Conversos were able to assimilate easily into Spanish society. While the Jewish
origin of some of the early colonists is well known and documented, many other
settlers probably had similar roots but were not discovered by Inquisition officials
or future historians. With the lessening of interest on the part of the Holy Office of
the Inquisition in prosecuting Jews in Mexico and New Mexico after the mid-17th
century, documentation recording the presence of crypto-Jews diminished. Hints
of a converso presence in the state could be found in the 18th, 19th and early 20th
centuries through occupational patterns, the tendency of certain families to give
their children names from the Old Testament or to practice circumcision of male
infants, and incidental references in documents to the presence of crypto-Jews in
the region. Some scholars believe that in the late 19th century some Catholic
descendants of crypto-Jews took advantage of the more religiously tolerant
atmosphere to convert to Presbyterianism, Methodism, and other Protestant faiths.

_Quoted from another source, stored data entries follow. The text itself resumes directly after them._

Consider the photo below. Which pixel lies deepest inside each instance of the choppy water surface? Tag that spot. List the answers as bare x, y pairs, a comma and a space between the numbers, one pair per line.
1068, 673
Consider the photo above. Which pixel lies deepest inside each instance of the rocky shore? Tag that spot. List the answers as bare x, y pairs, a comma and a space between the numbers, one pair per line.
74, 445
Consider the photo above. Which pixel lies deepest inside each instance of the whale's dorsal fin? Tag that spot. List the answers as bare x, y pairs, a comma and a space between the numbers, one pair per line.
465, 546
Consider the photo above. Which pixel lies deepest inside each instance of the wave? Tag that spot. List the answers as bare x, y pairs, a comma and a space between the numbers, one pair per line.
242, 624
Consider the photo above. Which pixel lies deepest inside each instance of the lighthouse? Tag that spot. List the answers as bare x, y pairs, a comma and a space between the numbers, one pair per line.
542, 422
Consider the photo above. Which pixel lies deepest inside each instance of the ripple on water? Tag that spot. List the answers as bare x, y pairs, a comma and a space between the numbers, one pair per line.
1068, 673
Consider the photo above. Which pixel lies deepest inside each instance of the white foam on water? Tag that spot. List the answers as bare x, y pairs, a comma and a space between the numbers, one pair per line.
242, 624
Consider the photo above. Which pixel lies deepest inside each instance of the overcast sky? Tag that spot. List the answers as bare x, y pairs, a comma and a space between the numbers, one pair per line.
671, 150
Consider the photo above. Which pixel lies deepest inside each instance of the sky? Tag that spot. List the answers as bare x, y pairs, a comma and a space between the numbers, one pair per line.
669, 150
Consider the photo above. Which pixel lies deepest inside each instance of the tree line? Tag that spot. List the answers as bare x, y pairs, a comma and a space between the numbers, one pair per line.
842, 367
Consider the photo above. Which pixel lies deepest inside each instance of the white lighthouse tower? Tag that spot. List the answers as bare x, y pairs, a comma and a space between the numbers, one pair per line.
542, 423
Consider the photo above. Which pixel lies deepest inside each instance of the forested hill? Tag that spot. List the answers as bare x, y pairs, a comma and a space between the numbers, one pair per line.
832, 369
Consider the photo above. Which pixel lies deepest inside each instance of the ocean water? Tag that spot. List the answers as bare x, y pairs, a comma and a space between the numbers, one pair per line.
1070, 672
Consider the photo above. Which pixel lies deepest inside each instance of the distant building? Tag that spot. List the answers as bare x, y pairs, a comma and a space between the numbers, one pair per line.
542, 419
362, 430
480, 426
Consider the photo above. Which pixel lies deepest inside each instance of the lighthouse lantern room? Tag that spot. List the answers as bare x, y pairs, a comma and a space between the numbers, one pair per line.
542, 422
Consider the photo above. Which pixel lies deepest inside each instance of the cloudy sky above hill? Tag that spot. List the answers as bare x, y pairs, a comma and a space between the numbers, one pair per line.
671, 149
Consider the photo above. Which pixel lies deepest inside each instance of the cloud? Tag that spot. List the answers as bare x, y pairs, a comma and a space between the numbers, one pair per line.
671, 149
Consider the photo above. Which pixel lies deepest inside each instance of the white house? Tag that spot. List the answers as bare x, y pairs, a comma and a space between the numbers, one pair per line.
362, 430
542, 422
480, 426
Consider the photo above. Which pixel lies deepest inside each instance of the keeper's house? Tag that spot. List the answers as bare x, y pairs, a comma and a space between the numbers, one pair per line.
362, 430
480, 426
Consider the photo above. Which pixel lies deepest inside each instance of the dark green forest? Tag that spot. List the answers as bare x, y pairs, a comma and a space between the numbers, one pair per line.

The survival of crypto-Judaism into the late 20th century is suggested by analyses
of anthropologists, sociologists, and social psychologists conducting fieldwork
and research in New Mexico among descendants of the conversos. Hints of this
persistence are also found in objects of material culture found in churches and
cemeteries throughout the state. Genetic and genealogical research supports the
survival of crypto-Judaism as autoimmune diseases that appear disproportionately
in Jewish populations are also found among Hispanos whose genetic backgrounds
are comparable to those of Jews afflicted by such diseases.

Dr. Hordes concludes:

“Few people, save a handful of historians, are aware of the rich and dynamic
interplay among Muslims, Catholics, and Sephardic Jews on the Iberian Peninsula
from the eighth through the fifteenth century. During this era of convivencia
(living together), Iberians could be Muslim and Spanish, Catholic and Spanish,
and Jewish and Spanish. Following the forced conversions of the 1490s, the
descendants of this rich ethnic mix could be found in all corners of the Iberian
empire, from Europe to Africa, Asia, and the Americas, carrying with them
remnants of their ancestral faiths and cultures.”